Depth maps for two different scenes. From left to right: one frame from an input three-frame image sequence; per-pixel depth measured by independent focal flow reconstruction in overlapping square windows; and true scene shape for comparison.

5 Discussion

By combining blur and differential motion in a way that mitigates their individual weaknesses, focal flow enables a passive, monocular sensor that provides depth and 3D velocity from a simple, small-patch measurement algorithm. While the focal flow theory is developed using Gaussian blur kernels and front-parallel scene patches, we find in practice that it can provide useful scene information for a much broader class of aperture configurations, and some slanted scene planes.

The prototype described in this paper currently has some limitations. Its simple measurement algorithm uses naive derivative filters and performs independent measurement in every local patch. As such, it is overly sensitive to noise and requires high-contrast texture to be everywhere in the scene. Performance can likely be improved by including noise suppression and dynamical filtering that combines the available depth and velocity values. At the expense of additional computation, performance could also be improved by adapting techniques from optical flow and stereo, such as outlier-rejection, multi-scale reasoning, and spatial regularization that can interpolate depth in textureless regions.

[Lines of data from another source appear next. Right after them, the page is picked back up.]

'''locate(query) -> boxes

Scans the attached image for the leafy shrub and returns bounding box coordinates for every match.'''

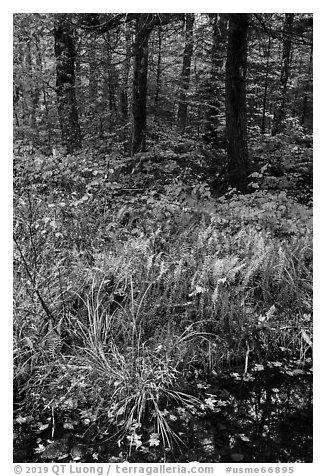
[249,123,312,205]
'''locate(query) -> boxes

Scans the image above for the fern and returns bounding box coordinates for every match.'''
[45,320,62,357]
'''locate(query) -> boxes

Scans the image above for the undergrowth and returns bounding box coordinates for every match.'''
[13,140,312,451]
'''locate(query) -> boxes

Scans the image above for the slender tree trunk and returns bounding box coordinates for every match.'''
[102,32,118,136]
[132,14,153,154]
[75,49,83,116]
[119,25,132,150]
[177,14,195,132]
[121,26,131,121]
[35,34,52,150]
[272,13,294,135]
[225,13,251,193]
[54,14,82,153]
[15,34,27,140]
[301,43,313,127]
[13,34,24,140]
[88,40,98,106]
[261,34,271,133]
[26,39,39,146]
[204,13,227,145]
[106,33,118,117]
[154,26,162,121]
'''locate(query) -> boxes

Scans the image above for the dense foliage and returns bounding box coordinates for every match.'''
[13,13,312,463]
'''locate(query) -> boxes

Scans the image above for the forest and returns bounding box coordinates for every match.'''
[13,13,313,464]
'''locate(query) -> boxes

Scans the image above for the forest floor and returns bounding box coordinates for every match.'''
[14,362,312,463]
[13,135,313,463]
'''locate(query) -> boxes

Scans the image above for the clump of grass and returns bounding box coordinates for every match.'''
[70,277,205,447]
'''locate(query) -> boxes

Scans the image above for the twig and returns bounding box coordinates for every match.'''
[13,234,54,322]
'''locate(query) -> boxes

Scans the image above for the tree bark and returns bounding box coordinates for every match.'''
[204,13,227,145]
[35,33,52,151]
[120,25,132,150]
[177,14,195,132]
[301,43,313,128]
[25,38,39,146]
[54,14,82,153]
[102,31,118,136]
[225,13,251,193]
[75,48,83,115]
[272,13,294,135]
[154,25,162,121]
[88,41,98,106]
[132,14,153,154]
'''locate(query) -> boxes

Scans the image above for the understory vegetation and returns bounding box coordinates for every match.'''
[13,128,312,459]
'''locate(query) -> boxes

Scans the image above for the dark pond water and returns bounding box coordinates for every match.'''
[14,359,312,463]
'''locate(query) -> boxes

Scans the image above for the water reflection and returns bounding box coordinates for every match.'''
[14,360,312,463]
[184,362,312,463]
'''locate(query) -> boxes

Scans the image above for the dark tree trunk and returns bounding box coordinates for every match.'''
[225,14,251,193]
[120,25,132,150]
[301,43,313,127]
[88,42,98,106]
[132,14,153,155]
[177,14,195,132]
[272,13,294,135]
[54,14,82,153]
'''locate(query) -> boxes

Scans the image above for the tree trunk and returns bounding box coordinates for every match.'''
[261,34,271,134]
[26,38,39,146]
[301,43,313,128]
[35,33,52,151]
[88,41,98,107]
[54,14,82,153]
[204,13,227,145]
[132,14,153,155]
[102,31,118,137]
[225,14,251,193]
[106,33,118,119]
[177,14,195,132]
[120,25,132,150]
[272,13,294,135]
[154,25,162,121]
[75,49,83,116]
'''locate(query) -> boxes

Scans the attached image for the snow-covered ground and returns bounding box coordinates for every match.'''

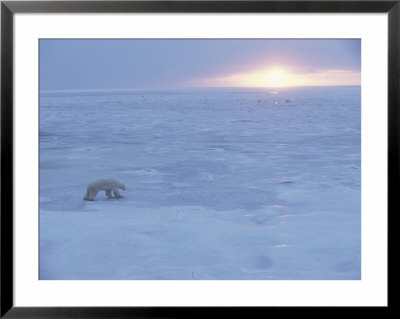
[39,86,361,280]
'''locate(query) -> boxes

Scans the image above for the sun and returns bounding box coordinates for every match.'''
[264,68,290,87]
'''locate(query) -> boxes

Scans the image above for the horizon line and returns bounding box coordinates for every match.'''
[40,85,361,92]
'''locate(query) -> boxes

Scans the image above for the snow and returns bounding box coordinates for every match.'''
[39,86,361,280]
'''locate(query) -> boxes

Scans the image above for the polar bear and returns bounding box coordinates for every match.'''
[83,178,126,201]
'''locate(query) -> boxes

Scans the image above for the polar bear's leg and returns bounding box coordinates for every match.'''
[88,190,98,201]
[106,190,114,199]
[113,189,124,198]
[83,189,90,200]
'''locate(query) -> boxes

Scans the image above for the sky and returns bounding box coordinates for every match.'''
[39,39,361,90]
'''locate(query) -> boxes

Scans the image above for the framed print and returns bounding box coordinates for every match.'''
[1,0,396,317]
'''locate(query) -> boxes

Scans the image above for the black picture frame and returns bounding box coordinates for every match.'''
[1,0,396,317]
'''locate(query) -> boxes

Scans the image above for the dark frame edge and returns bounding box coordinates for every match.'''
[388,0,399,311]
[0,306,394,318]
[1,0,397,318]
[1,1,13,318]
[1,1,399,13]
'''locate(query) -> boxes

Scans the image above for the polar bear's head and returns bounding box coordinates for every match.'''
[119,183,126,190]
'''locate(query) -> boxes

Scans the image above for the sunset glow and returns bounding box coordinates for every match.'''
[264,68,290,87]
[190,65,361,88]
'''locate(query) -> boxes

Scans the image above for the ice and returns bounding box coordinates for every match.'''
[39,86,361,280]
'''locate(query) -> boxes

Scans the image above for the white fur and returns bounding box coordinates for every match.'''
[83,178,126,201]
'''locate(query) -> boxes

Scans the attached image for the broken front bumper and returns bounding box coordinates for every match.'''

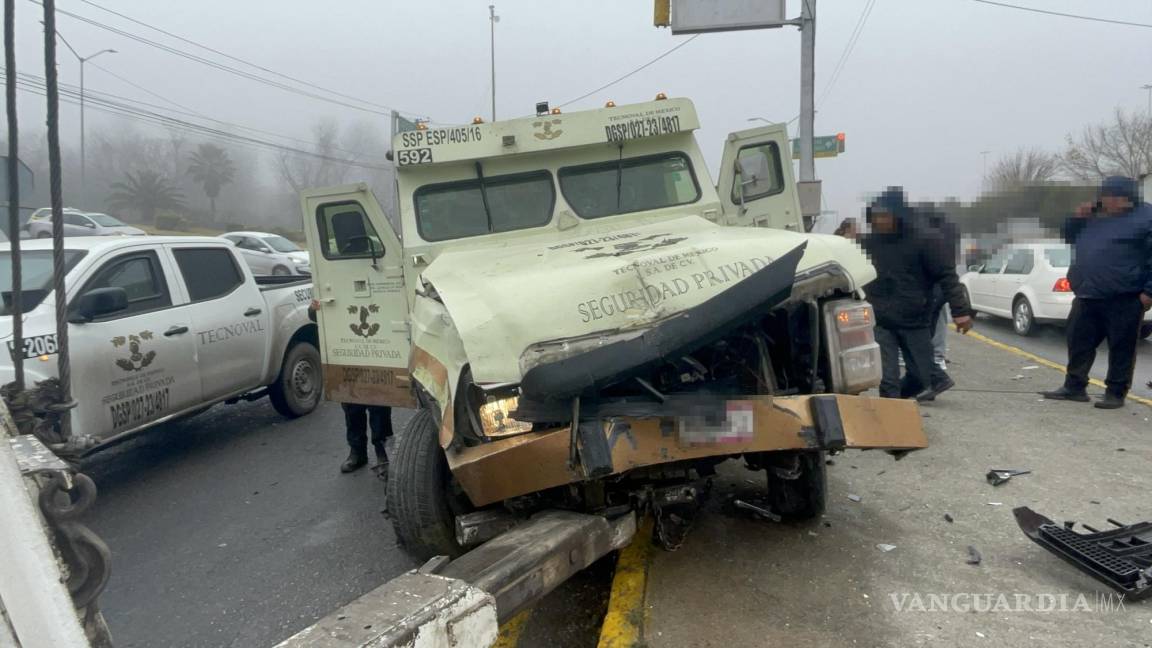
[447,394,927,506]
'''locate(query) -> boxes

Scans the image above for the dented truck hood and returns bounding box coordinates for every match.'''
[421,216,876,383]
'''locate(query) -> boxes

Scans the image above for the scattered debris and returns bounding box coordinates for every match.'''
[1090,500,1101,505]
[1117,448,1126,452]
[847,493,863,502]
[944,513,955,523]
[976,632,986,639]
[986,502,1003,506]
[825,458,836,466]
[744,479,758,486]
[1021,365,1039,370]
[1011,374,1025,381]
[1014,507,1152,600]
[876,470,886,476]
[876,543,897,552]
[823,521,832,528]
[966,545,983,565]
[807,531,819,537]
[850,465,858,470]
[986,468,1031,486]
[734,499,782,522]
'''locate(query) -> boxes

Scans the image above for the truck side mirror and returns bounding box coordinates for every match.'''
[69,287,129,323]
[346,235,384,269]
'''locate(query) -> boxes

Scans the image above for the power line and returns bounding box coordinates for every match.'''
[816,0,877,108]
[969,0,1152,29]
[4,71,392,170]
[558,35,701,108]
[29,0,436,121]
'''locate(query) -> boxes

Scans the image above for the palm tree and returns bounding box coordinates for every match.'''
[187,143,236,221]
[107,170,185,225]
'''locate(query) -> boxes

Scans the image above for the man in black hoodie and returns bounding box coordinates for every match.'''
[860,188,975,400]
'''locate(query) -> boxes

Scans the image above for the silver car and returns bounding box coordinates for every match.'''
[221,231,311,276]
[25,208,147,238]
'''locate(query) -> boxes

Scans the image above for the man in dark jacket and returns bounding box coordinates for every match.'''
[1041,176,1152,409]
[860,188,974,400]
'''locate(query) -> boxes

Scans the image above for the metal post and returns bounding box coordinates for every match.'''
[41,0,71,439]
[1143,84,1152,117]
[489,4,497,122]
[78,58,84,190]
[5,0,24,390]
[798,0,816,183]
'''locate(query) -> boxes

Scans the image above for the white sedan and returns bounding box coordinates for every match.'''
[959,241,1152,337]
[221,231,311,276]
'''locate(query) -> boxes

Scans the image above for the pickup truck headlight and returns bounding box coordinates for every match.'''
[822,299,882,394]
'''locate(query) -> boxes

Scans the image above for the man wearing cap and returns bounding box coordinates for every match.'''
[1042,176,1152,409]
[860,188,975,400]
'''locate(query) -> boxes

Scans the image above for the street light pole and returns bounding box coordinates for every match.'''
[489,5,498,122]
[55,31,114,193]
[797,0,816,184]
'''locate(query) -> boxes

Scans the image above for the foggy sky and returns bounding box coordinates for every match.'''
[6,0,1152,227]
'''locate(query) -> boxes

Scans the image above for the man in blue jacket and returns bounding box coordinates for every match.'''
[1041,176,1152,409]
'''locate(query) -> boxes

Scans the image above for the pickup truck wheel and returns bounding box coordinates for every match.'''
[766,450,826,520]
[388,409,468,561]
[269,341,321,418]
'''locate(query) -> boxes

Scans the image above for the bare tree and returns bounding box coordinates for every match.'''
[1062,108,1152,181]
[986,148,1060,192]
[276,120,348,192]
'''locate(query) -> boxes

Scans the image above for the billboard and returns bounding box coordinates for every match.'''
[670,0,788,34]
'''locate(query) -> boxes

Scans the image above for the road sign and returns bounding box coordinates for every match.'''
[790,133,845,159]
[666,0,787,33]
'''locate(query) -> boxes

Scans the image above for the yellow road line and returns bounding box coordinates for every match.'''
[597,517,654,648]
[965,330,1152,407]
[493,608,532,648]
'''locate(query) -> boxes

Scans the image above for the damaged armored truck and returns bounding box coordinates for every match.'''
[301,96,927,559]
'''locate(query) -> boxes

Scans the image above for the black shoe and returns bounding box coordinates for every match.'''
[916,376,956,402]
[1040,387,1090,402]
[340,452,368,473]
[1094,394,1125,409]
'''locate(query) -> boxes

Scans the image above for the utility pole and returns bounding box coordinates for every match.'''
[1142,84,1152,117]
[489,4,498,122]
[797,0,816,184]
[56,30,114,193]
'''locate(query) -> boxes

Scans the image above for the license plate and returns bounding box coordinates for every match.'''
[677,401,755,446]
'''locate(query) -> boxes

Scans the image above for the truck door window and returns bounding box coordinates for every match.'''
[558,152,700,219]
[316,202,386,259]
[731,142,785,202]
[172,248,244,302]
[414,171,554,242]
[81,251,171,317]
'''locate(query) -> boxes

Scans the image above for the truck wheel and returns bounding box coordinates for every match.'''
[388,409,468,561]
[766,450,826,519]
[269,341,321,418]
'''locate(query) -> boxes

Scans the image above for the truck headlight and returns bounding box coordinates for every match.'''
[822,300,882,394]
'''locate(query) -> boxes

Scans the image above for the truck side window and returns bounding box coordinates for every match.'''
[82,251,171,317]
[316,202,384,259]
[732,142,785,203]
[173,248,244,302]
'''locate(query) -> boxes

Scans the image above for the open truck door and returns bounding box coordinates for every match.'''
[716,125,804,231]
[301,184,415,408]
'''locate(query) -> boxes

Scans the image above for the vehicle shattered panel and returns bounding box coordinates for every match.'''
[448,394,926,506]
[420,216,873,384]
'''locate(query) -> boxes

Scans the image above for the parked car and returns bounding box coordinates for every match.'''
[0,236,320,455]
[222,231,310,276]
[25,208,147,238]
[959,241,1152,337]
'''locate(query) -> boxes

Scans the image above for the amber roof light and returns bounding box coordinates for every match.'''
[655,92,667,100]
[472,116,485,124]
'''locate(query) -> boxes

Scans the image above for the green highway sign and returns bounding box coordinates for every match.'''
[791,133,845,159]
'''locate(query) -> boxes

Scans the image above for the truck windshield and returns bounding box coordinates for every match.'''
[414,171,554,242]
[559,152,700,219]
[0,250,87,315]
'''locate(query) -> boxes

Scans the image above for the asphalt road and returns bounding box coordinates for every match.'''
[963,312,1152,399]
[79,399,607,648]
[80,401,418,648]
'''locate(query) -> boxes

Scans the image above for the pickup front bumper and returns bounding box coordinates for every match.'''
[447,393,927,506]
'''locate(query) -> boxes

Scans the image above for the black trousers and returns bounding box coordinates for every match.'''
[875,325,938,398]
[1063,296,1144,397]
[342,403,393,458]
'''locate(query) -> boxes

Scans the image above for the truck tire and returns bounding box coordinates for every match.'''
[268,341,321,418]
[767,450,826,520]
[388,409,467,561]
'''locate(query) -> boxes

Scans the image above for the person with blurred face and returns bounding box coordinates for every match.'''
[860,188,974,400]
[834,218,859,239]
[1042,176,1152,409]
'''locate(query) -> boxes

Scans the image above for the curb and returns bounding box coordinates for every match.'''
[493,608,532,648]
[597,517,654,648]
[965,330,1152,408]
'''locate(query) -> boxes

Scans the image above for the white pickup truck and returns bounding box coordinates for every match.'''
[0,236,321,455]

Another way to extract depth with an unactuated, monocular sensor is single-shot depth from defocus with a binary coded aperture (e.g., [18, 19, 35]), where one explicitly deconvolves each image patch with a discrete set of per-depth blur kernels and selects the most “natural” result. Compared to focal flow, this provides a larger working range, but lower depth precision and a much greater computational burden. For example, a simulated comparison to [18] showed its working range to be at least four times larger, but its precision to be more than seven times lower and its computation time to be at least a hundred times greater [31]. The relative efficiency of focal flow suggests its suitability for small, low-power platforms, particularly those with well-defined working ranges and regular ambient motion, either from the platform or the scene.